De plus, de nombreuses études démontrent que les stratégies pénales punitives (peines plus sévères, construction de nouvelles prisons, renforcement de l’arsenal policier, etc.) ne sont pas des réponses efficaces dans la réduction du taux de criminalité. Elles sont davantage des réponses symboliques, politiques et culturelles. Ce modèle de justice relègue par ailleurs les victimes au second plan, en ne tenant pas compte de leurs besoins et de leurs attentes.
La justice reproduit donc plus qu’elle ne
corrige les inégalités.
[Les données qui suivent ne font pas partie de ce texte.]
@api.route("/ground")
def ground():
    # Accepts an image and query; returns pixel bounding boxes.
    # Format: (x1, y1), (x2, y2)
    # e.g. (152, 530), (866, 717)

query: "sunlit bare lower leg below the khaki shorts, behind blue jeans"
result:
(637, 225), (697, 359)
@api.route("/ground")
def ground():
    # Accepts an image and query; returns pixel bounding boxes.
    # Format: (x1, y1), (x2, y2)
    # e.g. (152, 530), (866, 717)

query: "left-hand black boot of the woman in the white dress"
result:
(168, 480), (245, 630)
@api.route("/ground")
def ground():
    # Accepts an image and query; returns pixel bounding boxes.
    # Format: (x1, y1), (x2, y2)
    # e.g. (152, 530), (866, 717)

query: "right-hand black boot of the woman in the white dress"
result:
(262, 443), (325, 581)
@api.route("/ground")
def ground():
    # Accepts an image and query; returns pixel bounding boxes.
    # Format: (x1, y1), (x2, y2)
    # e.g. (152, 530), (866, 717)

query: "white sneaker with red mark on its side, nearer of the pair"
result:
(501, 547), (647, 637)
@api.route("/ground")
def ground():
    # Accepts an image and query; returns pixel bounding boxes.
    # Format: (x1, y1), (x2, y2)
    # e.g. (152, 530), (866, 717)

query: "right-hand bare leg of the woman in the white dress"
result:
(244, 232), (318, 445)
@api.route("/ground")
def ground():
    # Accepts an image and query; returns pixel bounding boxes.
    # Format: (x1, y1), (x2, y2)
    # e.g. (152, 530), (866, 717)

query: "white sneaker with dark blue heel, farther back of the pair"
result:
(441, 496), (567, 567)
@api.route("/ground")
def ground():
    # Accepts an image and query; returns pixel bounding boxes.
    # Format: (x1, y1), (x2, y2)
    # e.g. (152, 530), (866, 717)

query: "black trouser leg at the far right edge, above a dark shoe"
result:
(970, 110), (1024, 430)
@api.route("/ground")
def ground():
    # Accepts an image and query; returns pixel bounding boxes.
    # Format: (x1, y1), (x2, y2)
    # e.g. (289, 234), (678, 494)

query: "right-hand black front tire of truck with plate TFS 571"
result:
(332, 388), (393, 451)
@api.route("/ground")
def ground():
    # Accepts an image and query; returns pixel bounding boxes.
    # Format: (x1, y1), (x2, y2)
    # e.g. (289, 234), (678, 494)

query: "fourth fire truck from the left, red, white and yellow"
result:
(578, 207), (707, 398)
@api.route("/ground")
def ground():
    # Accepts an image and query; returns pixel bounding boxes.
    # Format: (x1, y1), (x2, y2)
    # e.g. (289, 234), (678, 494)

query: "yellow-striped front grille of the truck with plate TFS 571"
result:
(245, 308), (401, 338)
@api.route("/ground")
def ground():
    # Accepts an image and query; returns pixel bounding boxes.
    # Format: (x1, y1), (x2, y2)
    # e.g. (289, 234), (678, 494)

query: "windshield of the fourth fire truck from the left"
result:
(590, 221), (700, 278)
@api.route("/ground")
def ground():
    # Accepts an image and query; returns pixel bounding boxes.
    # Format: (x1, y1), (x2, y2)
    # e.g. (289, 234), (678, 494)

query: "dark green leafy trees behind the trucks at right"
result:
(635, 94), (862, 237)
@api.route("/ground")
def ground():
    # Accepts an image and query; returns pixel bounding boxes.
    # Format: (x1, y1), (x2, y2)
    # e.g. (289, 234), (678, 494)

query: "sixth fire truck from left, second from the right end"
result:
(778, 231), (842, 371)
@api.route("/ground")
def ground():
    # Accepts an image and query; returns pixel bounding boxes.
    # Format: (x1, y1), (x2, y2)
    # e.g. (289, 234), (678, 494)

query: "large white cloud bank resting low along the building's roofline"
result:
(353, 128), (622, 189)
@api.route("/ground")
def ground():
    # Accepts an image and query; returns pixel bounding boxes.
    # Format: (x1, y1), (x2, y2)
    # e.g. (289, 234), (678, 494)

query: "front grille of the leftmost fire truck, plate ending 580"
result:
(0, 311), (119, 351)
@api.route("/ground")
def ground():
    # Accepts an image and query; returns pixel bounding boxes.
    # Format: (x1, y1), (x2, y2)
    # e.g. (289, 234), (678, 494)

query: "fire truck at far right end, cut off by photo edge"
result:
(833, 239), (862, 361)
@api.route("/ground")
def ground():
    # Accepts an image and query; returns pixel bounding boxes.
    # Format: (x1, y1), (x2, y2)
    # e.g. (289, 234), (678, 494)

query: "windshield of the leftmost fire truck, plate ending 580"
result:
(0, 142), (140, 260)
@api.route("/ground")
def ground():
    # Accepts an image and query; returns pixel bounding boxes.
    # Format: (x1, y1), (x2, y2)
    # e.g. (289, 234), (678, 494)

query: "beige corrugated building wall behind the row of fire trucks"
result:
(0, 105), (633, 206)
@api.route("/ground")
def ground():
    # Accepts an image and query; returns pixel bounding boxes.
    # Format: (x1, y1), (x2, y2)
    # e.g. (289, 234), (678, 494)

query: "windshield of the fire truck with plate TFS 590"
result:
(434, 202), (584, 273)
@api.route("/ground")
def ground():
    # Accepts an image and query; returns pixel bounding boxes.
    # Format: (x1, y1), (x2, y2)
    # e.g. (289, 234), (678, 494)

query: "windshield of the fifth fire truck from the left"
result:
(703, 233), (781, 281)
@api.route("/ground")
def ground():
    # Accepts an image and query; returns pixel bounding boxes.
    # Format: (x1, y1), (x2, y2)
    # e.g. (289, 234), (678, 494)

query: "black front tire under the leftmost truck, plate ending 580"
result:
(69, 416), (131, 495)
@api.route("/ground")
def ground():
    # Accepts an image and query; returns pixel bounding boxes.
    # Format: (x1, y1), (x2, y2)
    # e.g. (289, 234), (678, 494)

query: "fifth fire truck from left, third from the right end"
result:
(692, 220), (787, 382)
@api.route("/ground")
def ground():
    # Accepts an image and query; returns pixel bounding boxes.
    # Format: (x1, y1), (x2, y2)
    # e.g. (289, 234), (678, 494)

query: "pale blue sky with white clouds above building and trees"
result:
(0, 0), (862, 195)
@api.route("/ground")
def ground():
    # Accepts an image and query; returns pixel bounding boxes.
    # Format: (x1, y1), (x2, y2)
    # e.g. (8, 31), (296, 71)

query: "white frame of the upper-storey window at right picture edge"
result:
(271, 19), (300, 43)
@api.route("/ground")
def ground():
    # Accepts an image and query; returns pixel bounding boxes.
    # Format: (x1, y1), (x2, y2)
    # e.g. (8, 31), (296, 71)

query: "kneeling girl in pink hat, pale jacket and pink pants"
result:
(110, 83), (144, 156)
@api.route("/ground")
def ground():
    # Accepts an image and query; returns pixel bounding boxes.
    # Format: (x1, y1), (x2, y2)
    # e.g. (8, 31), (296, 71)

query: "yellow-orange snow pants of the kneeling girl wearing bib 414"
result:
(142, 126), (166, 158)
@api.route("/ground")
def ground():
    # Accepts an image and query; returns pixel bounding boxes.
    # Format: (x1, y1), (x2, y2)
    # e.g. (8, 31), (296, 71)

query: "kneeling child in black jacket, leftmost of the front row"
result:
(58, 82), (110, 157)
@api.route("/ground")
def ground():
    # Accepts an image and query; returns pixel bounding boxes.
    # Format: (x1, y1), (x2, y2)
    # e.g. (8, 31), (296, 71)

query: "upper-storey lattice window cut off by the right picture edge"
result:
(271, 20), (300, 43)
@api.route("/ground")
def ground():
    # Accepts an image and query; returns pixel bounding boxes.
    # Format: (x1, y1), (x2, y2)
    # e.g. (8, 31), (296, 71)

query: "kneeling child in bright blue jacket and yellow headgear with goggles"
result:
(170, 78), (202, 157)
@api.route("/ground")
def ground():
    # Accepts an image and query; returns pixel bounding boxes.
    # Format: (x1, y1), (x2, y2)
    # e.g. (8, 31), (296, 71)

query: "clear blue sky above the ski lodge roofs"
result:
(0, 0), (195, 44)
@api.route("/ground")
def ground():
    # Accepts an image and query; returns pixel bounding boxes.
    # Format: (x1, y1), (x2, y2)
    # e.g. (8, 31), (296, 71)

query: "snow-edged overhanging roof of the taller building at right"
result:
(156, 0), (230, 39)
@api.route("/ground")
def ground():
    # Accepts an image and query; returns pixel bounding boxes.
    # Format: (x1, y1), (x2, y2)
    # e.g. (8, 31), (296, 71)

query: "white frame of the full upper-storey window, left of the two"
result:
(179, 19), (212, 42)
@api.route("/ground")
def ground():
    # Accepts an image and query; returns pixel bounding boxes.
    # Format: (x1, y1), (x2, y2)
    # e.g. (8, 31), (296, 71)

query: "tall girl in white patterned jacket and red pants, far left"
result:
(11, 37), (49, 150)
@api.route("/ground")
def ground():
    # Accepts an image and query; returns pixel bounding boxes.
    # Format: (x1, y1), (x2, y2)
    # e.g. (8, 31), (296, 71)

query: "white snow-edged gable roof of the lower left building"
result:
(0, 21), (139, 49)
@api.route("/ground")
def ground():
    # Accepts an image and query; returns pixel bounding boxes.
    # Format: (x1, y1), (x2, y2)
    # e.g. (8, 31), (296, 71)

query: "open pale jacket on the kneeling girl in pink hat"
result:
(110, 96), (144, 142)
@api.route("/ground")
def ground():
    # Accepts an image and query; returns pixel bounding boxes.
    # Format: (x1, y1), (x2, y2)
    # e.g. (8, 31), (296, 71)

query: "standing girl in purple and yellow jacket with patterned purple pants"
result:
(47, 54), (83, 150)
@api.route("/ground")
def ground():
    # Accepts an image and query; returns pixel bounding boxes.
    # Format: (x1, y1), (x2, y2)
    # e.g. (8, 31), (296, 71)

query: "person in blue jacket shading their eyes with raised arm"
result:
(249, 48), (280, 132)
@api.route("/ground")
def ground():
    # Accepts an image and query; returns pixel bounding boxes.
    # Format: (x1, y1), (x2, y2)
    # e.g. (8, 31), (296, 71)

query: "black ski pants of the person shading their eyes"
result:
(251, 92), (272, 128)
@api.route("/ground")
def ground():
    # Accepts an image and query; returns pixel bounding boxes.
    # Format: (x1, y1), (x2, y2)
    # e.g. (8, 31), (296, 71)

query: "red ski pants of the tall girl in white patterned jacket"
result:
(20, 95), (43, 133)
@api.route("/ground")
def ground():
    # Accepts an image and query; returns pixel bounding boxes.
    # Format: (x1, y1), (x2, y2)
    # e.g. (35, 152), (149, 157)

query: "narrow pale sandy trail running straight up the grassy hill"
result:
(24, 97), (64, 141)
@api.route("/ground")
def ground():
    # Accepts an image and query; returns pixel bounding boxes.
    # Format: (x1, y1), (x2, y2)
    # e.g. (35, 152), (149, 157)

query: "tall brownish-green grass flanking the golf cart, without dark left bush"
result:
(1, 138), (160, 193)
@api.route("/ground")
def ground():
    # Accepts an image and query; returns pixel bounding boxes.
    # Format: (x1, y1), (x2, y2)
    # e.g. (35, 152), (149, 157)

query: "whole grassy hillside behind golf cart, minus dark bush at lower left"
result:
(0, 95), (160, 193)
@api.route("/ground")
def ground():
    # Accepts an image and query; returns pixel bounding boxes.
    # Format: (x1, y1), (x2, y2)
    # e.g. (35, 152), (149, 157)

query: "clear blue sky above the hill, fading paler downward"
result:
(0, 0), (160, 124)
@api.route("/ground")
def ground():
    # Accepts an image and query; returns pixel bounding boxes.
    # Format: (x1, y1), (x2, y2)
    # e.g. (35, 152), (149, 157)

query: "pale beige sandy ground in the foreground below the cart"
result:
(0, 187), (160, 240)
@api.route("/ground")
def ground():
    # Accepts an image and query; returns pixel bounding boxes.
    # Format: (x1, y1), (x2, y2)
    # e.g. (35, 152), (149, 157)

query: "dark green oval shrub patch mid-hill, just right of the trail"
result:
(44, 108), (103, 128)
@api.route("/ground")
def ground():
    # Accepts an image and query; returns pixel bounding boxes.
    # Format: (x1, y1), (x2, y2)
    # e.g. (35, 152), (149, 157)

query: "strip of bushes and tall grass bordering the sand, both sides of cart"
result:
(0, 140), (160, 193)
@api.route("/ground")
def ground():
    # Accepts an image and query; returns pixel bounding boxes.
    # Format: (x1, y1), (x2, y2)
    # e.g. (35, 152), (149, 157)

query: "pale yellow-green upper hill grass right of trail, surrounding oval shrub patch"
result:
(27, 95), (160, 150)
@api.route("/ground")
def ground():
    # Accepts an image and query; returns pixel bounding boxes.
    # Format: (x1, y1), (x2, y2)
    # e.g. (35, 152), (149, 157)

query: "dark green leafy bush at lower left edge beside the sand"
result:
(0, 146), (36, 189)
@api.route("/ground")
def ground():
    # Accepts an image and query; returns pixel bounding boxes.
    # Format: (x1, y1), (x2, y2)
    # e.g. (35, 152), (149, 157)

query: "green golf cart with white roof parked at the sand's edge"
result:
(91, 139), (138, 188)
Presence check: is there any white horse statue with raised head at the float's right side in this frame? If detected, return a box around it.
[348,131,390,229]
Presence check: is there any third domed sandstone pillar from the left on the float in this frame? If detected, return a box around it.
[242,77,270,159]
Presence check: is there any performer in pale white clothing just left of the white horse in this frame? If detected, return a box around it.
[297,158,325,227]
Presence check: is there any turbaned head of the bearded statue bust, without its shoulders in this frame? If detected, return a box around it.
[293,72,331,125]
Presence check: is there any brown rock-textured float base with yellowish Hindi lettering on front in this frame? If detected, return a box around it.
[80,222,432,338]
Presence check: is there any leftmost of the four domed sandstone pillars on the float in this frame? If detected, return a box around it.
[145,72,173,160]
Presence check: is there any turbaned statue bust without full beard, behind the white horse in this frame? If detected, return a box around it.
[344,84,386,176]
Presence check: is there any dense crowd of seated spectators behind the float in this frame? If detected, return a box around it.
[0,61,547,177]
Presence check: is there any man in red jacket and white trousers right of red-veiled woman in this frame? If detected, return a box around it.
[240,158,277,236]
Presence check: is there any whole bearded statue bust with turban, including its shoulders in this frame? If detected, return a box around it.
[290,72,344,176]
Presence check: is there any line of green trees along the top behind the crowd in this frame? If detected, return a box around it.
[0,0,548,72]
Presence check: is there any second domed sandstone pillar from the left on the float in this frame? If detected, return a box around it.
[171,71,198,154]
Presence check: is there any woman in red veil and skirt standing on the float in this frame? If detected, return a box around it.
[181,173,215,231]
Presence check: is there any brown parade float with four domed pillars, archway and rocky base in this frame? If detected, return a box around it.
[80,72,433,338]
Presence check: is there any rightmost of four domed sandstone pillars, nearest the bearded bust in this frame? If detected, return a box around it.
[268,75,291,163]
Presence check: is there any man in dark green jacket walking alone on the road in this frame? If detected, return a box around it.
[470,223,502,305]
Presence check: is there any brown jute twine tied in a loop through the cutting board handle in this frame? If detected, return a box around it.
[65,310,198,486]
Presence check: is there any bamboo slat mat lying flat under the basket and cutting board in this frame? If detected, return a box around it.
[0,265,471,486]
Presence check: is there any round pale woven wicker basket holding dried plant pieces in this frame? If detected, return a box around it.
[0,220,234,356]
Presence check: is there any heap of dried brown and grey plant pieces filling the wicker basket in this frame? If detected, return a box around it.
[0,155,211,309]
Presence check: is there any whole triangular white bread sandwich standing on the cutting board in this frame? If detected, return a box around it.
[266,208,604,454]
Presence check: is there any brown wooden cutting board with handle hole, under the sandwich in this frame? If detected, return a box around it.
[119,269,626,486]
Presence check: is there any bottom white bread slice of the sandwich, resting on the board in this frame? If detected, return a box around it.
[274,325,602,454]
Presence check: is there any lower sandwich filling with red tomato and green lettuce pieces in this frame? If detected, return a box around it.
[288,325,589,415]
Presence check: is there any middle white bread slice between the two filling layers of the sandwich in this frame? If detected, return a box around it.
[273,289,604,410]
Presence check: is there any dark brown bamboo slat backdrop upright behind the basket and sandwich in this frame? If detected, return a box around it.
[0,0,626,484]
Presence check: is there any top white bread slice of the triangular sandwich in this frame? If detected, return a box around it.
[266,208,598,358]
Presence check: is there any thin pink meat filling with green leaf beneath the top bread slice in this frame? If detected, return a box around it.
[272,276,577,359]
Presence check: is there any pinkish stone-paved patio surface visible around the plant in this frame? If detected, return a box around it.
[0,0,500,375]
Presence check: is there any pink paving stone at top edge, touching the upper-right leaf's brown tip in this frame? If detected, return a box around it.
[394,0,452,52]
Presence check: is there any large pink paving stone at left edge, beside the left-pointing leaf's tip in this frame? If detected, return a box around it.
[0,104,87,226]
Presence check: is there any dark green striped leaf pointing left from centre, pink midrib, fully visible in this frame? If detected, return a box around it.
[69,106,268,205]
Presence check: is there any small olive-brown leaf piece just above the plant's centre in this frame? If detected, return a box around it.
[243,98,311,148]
Elle les maintient, voire
les renforce, tout en donnant l’apparence
d’une neutralité pourtant inexistante.
Mais alors, quelles alternatives ?
Le concept de justice transformatrice constitue une piste puisqu’elle vise une transformation sociale et structurelle des systèmes qui permettent aux violences de se produire. L’objectif ici est de résoudre une situation plutôt que de réparer un dommage causé. Cette vision séduit de plus en plus les milieux féministes, car cela permet d’inscrire la problématique des violences basées sur le genre dans un contexte sociétal de domination masculine, un aspect souvent négligé par la justice traditionnelle. Comme l’indique le CVFE (Collectif contre les Violences Familiales et l’Exclusion), il est peu pertinent de chercher à transformer un individu pour ensuite le renvoyer dans une société qui valide ou tolère son comportement problématique. De plus, les violences basées sur le genre sont extrêmement répandues (parce que systémiques), avec un nombre d’agresseurs considérable, ce qui rend la réponse pénale actuelle largement irréaliste.
La justice transformatrice n’est toutefois pas une solution miracle. Pour être efficace, elle nécessite des ressources humaines, financières et du temps. Surtout, elle doit dépasser le cadre strict des institutions judiciaires, puisqu’elle engage la société dans son ensemble. Elle reste dès lors à ce stade majoritairement théorique, et donc marginale dans sa mise en application.
Elle nous interroge néanmoins : face à un acte qualifié de crime, quel objectif souhaitons-nous poursuivre ? Dissuader ? Punir ? Réinsérer ? Exclure ? Protéger les victimes, l’État ou l’ensemble des citoyen·ne·s ? Ces questions sont, in fine, profondément politiques et méritent d’être posées au sein du débat public pour espérer un jour passer de l’égalité de droit à l’égalité de fait, de l’accès formel à la justice à l’accès réel, d’une protection ciblée à une protection universelle.
[1] C’est-à-dire toute personne susceptible de se retrouver devant un juge.